How to Communicate Effectively During IT Incidents
There's a stark difference between what you see during an IT incident and what your customers experience. For you, it might start with an alert from the monitoring tool and end with an email about the fix. But for your customers, it could start with panic and end in a loss of trust. That's why you need a solid incident communication plan to ensure incidents are handled smoothly. However, you shouldn't fall into the trap of thinking incident communication is just sending a well-written email to affected users. It's about ensuring your incident response mechanism runs smoothly and helps both the employees who handle it as well as the users on the receiving end. Over a couple of decades, we at CBABenelux have internalized this learning and created a framework for communicating effectively during an incident.
Choosing the right category
We've covered our incident management process at length in our incident management handbook, and we believe communication starts right from the analysis phase itself. We've publicly announced how to contact us to report incidents and we've announced this within the organization as well. We ensure every employee is aware of this during their training. Once we're aware of an incident, we first categorize it based on its type and impact.
An approach that works well for us is to categorize incidents and respond to them based on NIST's Cybersecurity Framework. Once we categorize the incident, we use a communication template suitable for that category.
Creating templates for better communication
A common reason why companies mishandle incident communication is lack of clarity. A developer might not know whom to ping for a particular type of incident. A data center operator or a network administrator might get confused about whether to use a group chat or to send an email while handling a particular issue. A coordinator might miss a few details in the email that they need to send to end users. Having templates for each category eliminates these uncertainties.
It's also important to provide a clear distinction between internal (between teams) and external (to users outside the organization) communication.
Let's say our monitoring tool, Site 24x7, alerted us about downtime in one of our ManageEngine products, AssetExplorer. These alerts are automatically posted to our incident management tool. A post is then created on Zoho Connect, our team collaboration platform.
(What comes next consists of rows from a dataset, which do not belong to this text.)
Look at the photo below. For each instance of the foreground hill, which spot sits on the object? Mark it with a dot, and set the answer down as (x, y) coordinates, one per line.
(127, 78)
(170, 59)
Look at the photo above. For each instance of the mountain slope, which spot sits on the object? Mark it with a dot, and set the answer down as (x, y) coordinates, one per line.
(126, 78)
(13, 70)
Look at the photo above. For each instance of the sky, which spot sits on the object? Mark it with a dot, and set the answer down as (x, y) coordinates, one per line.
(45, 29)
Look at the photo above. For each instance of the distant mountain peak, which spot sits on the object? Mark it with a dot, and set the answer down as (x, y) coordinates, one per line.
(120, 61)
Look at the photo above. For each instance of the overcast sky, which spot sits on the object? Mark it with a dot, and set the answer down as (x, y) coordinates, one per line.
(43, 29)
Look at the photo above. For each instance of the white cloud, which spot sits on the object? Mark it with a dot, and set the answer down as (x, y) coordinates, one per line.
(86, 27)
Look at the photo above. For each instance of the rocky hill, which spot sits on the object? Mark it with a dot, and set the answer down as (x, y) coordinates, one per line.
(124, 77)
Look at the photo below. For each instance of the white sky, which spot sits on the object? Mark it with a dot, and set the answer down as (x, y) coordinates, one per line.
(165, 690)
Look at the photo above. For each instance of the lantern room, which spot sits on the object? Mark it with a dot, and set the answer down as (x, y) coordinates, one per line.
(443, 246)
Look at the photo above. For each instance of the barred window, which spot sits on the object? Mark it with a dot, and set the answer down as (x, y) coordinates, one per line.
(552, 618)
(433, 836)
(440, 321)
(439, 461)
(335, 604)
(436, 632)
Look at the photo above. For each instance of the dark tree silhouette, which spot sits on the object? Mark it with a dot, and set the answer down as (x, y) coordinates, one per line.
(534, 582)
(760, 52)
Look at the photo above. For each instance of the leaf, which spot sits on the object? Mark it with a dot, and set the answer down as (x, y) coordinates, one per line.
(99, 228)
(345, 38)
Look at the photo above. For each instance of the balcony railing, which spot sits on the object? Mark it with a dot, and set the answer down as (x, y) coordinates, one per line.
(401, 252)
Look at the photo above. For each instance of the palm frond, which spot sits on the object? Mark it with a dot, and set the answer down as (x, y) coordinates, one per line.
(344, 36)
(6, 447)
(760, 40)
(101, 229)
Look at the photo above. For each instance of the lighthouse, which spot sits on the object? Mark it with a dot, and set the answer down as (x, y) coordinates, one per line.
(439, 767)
The incident management process would be as follows:
- Internally, we tag the managers (Who?) of the concerned team in the post (How?), and give them details about the downtime. We discover we can keep the downtime below 30 minutes, so we categorize the incident accordingly as medium impact.
- Incident coordinators (Who?) on the team check for possible causes in application logs and the monitoring tool. The team works on applying an immediate fix. Simultaneously (When?), we email (How?) the concerned users about the downtime and the reason for it (What?).
- While working on the fix, the team involves incident coordinators and other experts needed (Who?) by creating a separate Cliq group for the incident (How?). The team applies a fix and resolves the issue. The details of the fix (What?) are communicated to the incident team.
- We immediately (When?) inform users about the fix via email (How?).
- Once the issue is settled, we work on creating a root cause analysis (RCA) document. The RCA template (What?) is filled out for the incident and emailed (How?) to users for better clarity.
- We implement preventive measures and update the details (What?) in the incident management tool (How?). We email (How?) users about the preventive measures taken.
For an incident of longer downtime, we might need to communicate more frequently with users. For a security incident like a vulnerability being exploited, we may need more internal communication through chat groups and meetings. Depending on your organization, you could create more categories and templates to suit your needs.
Implementing a template-based framework
While templates work, they're only as good as how they're executed. To execute them well, you need a certain organizational discipline and structure that can assist your employees. Here's what we do to ensure we execute templates well:
1. Establish the templates in a central repository:
We have a portal for governance, risk, and control (GRC) that the entire organization can access. Further, we use Zoho Connect to let everyone know about updates in the GRC portal. You should choose a portal that functions well as a central repository of communication templates for your organization.
2. Appoint an incident coordinator to every team:
An incident coordinator is necessary for more than just communication, but they make communication much easier because they can take responsibility for all communication within that team.
3. Create awareness:
We include these templates in our employees’ security and privacy training to spread awareness about them.
4. Test and improve:
Ultimately, testing and improving is the only way to know whether our templates are becoming the best versions of themselves. After every incident, our incident team reflects on how the templates worked and how we can improve them before the next incident.